U.S. Second Circuit Court of Appeals Certifies Novel Questions to New York’s Highest Court: Does “Inherited-Jurisdiction Theory” Apply if Acquisition Falls Short of Merger?
The legal theory of inherited jurisdiction holds that when two companies merge, the successor corporation “inherits” the predecessor’s status for personal jurisdiction purposes. Thus, if the predecessor was subject to jurisdiction in New York, so is the successor, irrespective of the successor’s contacts (or lack thereof) with the New York forum. But what happens when the relevant corporate transaction is somewhat less than a merger? Does the inherited jurisdiction theory still apply if the successor purchases the predecessor’s assets and liabilities, but a formal or de factor merger does not occur?
It turns out that the contours of the inherited jurisdiction theory are “novel and unsettled” areas of New York law. In a recent decision out of the Second Circuit involving the application of the Anti-Terrorism Act of 1990 (ATA) to banks that fund terrorist organizations, the absence of guiding precedent led the Court of Appeals to certify two questions to New York’s highest court: 1) “Under New York Law, does an entity that acquires all of another entity’s liabilities and assets, but does not merge with that entity, inherit the acquired entity’s status for purposes of specific personal jurisdiction?”; and 2) “In what circumstances will the acquiring entity be subject to personal jurisdiction in New York?”
The Case: Lelchook v.
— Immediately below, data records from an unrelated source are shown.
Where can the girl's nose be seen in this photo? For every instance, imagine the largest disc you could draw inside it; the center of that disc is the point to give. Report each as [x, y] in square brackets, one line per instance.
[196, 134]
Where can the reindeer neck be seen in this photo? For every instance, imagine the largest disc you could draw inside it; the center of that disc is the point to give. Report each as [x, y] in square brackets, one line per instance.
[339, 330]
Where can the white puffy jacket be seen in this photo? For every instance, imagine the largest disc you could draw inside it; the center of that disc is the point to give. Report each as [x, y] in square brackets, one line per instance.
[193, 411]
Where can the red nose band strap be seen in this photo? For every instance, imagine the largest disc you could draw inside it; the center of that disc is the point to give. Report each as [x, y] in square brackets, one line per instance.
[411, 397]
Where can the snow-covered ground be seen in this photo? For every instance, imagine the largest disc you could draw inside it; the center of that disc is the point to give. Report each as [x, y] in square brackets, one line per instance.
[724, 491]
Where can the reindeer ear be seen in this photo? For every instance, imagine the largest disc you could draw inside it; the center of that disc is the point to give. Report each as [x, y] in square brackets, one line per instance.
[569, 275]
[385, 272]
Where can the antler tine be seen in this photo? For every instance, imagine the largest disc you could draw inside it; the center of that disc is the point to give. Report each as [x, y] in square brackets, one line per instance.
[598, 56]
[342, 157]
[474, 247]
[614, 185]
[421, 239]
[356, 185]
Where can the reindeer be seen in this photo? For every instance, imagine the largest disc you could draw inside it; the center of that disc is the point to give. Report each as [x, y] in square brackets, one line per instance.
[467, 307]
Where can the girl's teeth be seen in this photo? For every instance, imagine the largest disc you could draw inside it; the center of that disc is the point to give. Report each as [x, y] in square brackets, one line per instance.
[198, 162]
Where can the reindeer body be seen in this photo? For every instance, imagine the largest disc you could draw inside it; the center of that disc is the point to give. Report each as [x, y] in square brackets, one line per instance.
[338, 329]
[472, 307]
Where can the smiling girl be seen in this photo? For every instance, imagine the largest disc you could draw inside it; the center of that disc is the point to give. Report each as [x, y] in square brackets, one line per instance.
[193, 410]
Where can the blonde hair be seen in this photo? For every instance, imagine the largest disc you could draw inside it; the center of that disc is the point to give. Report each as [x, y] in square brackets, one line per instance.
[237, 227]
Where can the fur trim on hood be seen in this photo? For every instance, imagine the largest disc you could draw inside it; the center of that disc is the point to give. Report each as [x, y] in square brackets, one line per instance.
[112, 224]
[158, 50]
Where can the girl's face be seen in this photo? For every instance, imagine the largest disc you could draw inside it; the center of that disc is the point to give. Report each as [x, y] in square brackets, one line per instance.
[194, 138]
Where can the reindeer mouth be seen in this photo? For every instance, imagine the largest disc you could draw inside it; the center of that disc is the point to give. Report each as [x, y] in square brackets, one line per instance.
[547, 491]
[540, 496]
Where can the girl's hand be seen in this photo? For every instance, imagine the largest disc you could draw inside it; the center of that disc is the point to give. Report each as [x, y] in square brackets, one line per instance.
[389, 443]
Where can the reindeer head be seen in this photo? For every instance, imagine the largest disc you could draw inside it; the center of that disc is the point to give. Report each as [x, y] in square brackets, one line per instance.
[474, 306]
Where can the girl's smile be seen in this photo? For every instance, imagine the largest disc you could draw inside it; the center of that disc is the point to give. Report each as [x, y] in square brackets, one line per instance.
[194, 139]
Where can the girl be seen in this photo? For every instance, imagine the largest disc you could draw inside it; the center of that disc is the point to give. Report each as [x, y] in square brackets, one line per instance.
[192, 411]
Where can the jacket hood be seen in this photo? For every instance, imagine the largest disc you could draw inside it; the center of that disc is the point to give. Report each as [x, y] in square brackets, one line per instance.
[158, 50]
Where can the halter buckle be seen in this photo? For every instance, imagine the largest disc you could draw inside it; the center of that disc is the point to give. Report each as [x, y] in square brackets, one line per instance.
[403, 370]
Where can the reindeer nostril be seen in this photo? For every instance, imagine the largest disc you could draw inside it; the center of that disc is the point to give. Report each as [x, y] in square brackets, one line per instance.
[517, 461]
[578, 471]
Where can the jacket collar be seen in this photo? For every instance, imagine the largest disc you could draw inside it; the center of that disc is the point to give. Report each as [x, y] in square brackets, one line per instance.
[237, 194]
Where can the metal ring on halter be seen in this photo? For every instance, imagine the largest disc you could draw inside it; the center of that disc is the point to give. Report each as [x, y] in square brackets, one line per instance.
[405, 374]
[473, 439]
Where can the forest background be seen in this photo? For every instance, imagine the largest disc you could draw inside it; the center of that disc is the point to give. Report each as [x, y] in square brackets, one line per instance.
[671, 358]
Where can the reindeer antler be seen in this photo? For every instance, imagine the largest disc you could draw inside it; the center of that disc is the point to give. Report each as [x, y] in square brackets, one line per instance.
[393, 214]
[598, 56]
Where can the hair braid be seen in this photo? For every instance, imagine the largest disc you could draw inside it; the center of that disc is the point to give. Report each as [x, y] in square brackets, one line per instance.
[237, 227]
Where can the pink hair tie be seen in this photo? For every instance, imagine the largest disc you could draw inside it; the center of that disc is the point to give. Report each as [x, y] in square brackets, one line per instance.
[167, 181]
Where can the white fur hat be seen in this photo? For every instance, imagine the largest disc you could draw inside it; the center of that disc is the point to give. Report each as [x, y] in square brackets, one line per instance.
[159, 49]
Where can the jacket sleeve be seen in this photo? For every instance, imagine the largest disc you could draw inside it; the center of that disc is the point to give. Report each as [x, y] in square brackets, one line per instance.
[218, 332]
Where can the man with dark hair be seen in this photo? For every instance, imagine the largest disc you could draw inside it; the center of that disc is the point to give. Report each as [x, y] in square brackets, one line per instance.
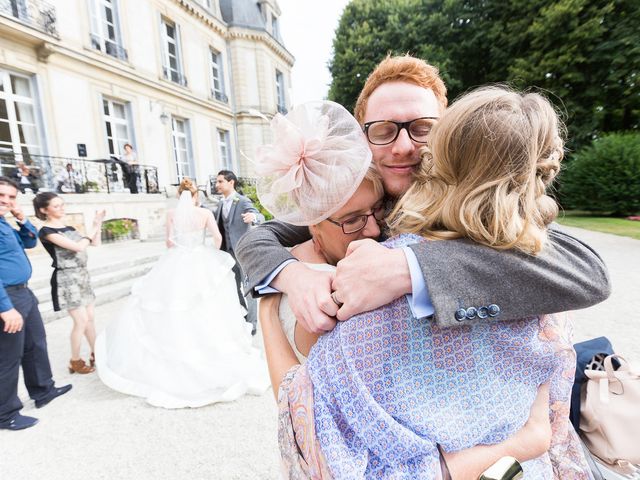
[235, 214]
[22, 336]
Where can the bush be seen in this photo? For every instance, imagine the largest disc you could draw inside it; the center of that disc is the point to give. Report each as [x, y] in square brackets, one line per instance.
[249, 191]
[605, 176]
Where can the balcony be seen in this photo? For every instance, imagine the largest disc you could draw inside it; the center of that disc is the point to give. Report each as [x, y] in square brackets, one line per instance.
[33, 13]
[174, 76]
[219, 96]
[80, 175]
[109, 47]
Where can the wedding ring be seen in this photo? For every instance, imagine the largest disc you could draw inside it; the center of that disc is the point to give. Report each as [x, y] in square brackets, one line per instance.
[335, 300]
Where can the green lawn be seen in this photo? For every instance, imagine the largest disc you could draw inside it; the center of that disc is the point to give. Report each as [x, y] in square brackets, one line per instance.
[616, 226]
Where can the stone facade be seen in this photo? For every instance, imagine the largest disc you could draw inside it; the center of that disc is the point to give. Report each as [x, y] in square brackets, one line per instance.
[187, 83]
[190, 84]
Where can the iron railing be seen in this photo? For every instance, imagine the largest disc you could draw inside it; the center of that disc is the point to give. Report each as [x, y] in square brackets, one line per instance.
[174, 76]
[110, 47]
[219, 96]
[35, 13]
[81, 175]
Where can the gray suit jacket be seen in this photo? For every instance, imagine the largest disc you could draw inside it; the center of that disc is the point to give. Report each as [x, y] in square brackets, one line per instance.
[468, 282]
[237, 227]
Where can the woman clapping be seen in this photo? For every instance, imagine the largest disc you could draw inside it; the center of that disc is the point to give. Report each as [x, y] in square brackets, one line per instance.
[70, 285]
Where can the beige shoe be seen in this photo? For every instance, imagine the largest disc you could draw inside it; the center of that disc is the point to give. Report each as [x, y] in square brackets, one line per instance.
[78, 366]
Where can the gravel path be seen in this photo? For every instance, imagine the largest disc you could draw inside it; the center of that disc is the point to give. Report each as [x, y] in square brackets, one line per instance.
[95, 433]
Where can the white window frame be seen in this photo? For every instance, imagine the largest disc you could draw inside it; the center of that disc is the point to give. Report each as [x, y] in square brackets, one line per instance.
[224, 148]
[281, 103]
[183, 157]
[115, 144]
[176, 74]
[102, 38]
[218, 90]
[12, 101]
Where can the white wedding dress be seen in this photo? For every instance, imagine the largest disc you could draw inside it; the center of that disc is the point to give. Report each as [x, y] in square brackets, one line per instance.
[182, 340]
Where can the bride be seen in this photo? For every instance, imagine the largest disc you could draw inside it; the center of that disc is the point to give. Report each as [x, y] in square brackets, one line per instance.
[182, 340]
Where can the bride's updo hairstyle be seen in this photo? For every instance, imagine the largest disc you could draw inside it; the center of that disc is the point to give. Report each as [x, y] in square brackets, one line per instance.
[187, 185]
[485, 173]
[318, 159]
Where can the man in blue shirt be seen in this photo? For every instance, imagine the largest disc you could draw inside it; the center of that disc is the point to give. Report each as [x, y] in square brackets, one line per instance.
[22, 335]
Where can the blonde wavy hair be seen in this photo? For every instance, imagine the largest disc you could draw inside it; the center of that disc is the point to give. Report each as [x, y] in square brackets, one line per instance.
[403, 68]
[486, 171]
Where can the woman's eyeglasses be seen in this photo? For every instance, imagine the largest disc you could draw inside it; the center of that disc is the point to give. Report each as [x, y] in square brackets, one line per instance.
[358, 222]
[384, 132]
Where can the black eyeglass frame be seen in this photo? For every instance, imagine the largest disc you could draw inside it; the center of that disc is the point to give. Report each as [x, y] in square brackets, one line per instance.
[379, 210]
[399, 127]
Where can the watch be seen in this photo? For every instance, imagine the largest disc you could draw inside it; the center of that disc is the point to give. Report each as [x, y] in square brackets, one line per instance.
[507, 468]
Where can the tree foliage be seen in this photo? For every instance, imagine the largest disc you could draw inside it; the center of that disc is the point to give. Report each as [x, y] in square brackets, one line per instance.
[584, 53]
[605, 177]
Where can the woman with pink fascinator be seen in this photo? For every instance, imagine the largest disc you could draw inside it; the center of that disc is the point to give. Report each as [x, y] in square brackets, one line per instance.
[389, 395]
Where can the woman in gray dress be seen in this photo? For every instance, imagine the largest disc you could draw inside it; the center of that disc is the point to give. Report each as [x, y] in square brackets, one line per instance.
[70, 285]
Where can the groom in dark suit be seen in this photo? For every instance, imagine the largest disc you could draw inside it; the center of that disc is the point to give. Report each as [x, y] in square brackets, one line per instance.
[235, 214]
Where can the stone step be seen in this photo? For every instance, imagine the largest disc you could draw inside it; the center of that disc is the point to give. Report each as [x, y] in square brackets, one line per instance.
[104, 294]
[43, 279]
[114, 277]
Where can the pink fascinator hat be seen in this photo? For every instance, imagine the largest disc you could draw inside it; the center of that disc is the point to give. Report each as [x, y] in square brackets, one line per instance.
[318, 158]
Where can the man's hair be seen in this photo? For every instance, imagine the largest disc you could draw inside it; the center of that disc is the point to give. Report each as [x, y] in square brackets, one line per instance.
[492, 156]
[228, 176]
[401, 69]
[8, 181]
[42, 200]
[186, 184]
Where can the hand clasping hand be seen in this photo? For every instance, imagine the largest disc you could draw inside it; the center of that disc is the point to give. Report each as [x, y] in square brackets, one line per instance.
[309, 293]
[369, 276]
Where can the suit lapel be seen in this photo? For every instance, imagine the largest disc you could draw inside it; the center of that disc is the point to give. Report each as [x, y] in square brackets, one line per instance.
[232, 210]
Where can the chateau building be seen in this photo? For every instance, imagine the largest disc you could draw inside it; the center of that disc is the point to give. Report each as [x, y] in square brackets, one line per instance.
[189, 84]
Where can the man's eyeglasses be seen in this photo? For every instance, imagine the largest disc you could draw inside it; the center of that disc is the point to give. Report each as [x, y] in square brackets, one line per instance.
[358, 222]
[384, 132]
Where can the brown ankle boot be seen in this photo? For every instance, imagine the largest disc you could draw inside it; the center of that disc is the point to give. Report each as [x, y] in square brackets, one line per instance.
[78, 366]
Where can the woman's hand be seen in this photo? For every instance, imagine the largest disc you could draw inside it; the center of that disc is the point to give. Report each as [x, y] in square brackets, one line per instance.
[531, 441]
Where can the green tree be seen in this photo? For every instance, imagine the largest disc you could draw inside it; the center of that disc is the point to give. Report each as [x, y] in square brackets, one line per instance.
[584, 53]
[605, 176]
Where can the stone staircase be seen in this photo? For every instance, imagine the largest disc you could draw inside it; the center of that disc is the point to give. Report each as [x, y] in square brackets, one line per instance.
[113, 270]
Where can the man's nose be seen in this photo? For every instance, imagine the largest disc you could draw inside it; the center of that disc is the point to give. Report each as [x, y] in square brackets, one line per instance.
[403, 144]
[371, 228]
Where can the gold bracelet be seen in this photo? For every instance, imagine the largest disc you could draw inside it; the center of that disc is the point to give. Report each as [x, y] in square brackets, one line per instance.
[507, 468]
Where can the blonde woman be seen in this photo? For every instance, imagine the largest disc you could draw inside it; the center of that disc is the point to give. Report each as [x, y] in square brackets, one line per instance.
[70, 283]
[384, 392]
[181, 340]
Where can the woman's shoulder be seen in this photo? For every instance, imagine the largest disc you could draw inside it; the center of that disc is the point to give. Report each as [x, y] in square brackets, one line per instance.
[403, 240]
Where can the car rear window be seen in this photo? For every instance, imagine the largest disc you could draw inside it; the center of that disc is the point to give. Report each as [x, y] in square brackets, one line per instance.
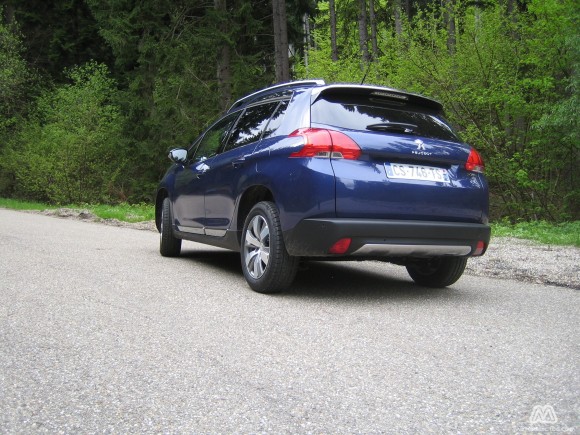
[358, 113]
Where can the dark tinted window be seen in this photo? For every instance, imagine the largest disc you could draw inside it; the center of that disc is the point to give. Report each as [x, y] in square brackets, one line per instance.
[276, 120]
[214, 138]
[251, 125]
[357, 115]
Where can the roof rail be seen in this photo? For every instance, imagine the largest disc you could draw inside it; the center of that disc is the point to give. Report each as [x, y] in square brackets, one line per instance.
[280, 87]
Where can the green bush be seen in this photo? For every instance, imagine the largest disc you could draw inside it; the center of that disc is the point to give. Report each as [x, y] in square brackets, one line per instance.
[70, 151]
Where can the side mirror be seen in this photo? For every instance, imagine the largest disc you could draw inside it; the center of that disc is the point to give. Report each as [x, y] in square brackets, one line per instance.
[178, 155]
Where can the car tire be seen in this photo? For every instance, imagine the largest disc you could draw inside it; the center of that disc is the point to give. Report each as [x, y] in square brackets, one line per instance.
[437, 272]
[267, 266]
[169, 245]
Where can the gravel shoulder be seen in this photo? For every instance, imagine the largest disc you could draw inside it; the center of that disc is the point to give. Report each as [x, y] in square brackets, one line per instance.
[506, 258]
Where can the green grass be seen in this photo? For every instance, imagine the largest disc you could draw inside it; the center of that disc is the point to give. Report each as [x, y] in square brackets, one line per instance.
[122, 212]
[567, 234]
[16, 204]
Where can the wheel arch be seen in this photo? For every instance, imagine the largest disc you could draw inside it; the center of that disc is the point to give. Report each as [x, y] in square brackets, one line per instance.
[251, 196]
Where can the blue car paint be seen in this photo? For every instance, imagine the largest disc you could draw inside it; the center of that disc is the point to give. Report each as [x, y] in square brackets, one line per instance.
[305, 188]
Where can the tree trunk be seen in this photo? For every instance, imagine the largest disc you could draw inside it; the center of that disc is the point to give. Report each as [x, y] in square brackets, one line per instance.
[397, 16]
[224, 74]
[306, 29]
[282, 61]
[333, 45]
[449, 17]
[373, 20]
[363, 35]
[408, 9]
[9, 13]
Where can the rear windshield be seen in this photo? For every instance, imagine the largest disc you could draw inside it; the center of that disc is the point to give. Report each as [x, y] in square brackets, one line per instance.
[359, 113]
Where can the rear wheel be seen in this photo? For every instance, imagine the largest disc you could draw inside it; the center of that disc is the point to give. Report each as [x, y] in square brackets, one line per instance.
[169, 245]
[437, 272]
[266, 264]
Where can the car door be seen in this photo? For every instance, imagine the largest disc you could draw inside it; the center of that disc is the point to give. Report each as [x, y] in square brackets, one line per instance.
[191, 181]
[231, 167]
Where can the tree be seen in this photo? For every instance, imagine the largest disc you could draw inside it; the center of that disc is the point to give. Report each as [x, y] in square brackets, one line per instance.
[280, 41]
[70, 151]
[334, 49]
[363, 35]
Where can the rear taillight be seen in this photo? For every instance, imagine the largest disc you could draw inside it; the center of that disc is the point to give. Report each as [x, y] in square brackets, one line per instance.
[323, 143]
[475, 162]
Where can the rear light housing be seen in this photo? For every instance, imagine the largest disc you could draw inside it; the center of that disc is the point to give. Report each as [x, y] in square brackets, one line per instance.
[480, 249]
[341, 246]
[475, 162]
[322, 143]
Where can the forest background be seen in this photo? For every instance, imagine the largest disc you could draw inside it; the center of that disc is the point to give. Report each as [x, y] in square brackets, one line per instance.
[93, 93]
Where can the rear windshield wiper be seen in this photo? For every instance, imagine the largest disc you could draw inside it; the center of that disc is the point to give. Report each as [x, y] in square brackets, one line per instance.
[392, 126]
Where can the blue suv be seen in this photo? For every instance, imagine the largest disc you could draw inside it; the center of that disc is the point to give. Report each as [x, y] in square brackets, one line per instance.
[307, 170]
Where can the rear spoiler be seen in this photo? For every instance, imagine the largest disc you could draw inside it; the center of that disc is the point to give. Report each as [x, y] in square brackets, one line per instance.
[380, 93]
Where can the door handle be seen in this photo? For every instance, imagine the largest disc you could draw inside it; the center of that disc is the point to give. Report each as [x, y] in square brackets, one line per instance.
[239, 162]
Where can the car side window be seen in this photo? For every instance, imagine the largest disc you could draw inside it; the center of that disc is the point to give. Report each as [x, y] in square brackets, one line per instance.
[214, 138]
[251, 125]
[276, 119]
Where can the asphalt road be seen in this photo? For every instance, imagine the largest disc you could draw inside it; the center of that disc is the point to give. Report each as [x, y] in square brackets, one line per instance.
[99, 333]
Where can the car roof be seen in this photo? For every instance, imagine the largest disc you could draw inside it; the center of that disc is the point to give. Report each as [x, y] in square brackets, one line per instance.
[319, 88]
[276, 89]
[377, 92]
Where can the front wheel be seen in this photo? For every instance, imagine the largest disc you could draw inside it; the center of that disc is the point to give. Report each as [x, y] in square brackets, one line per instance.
[267, 266]
[169, 245]
[437, 272]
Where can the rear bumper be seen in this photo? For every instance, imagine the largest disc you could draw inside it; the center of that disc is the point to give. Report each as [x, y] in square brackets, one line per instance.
[386, 238]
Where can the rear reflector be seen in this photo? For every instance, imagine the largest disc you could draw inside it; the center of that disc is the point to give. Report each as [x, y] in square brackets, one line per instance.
[480, 249]
[475, 162]
[321, 143]
[341, 246]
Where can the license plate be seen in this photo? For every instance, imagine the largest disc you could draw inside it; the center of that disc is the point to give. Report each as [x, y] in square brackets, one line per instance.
[416, 172]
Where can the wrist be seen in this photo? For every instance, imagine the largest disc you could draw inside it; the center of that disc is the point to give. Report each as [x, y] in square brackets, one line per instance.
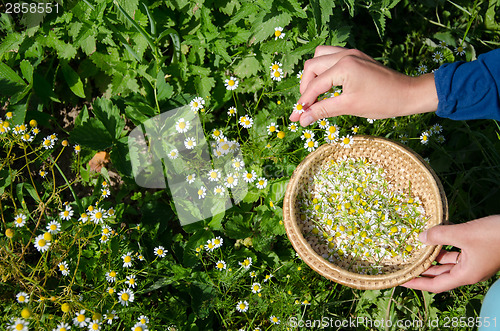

Société Générale de Banque au Liban SAL
The plaintiffs are representatives of 21 U.S. citizens who were harmed and one who was killed in terrorist attacks by Hezbollah in Israel in 2006. The plaintiffs brought this action under the ATA against Société Générale de Banque au Liban SAL (SGBL), as successor to Lebanese Canadian Bank (LCB), for LCB’s provision of extensive financial assistance to Hezbollah in the years leading to the attacks. In 2011, the Department of State designated LCB as a financial institution of primary money laundering concern for Hezbollah. Four months later, SGBL and LCB executed a “Purchase Agreement” providing that in exchange for $580 million, “SGBL … shall receive and assume from [LCB] all of [LCB’s] Assets and Liabilities.” LCB continued to exist following the transaction, although the plaintiffs allege that LCB was rendered defunct, insolvent, and judgment-proof.
In their complaint, the plaintiffs alleged that “SGBL assumed and bears successor liability for LCB’s conduct … and so is also subject to personal jurisdiction in New York.” SGBL moved to dismiss for lack of jurisdiction, arguing that “New York Courts have held that short of a merger, an asset acquisition is not sufficient to impute a target’s jurisdictional status on an acquiror.” The Eastern District of New York agreed with SGBL, concluding that “because Plaintiffs did not allege that SGBL and LCB ‘merged’ and did not otherwise allege that SGBL has any connection to New York,” jurisdiction did not lie.
On appeal, the Second Circuit analyzed New York case law on the “inherited jurisdiction” theory to “resolve the uncertainty” over SGBL’s jurisdictional status as the “less than a merger” successor to LCB’s assets and liabilities. Ultimately, however, the court concluded that “New York law has yet to be definitively resolved” and accordingly certified the issue to the New York Court of Appeals.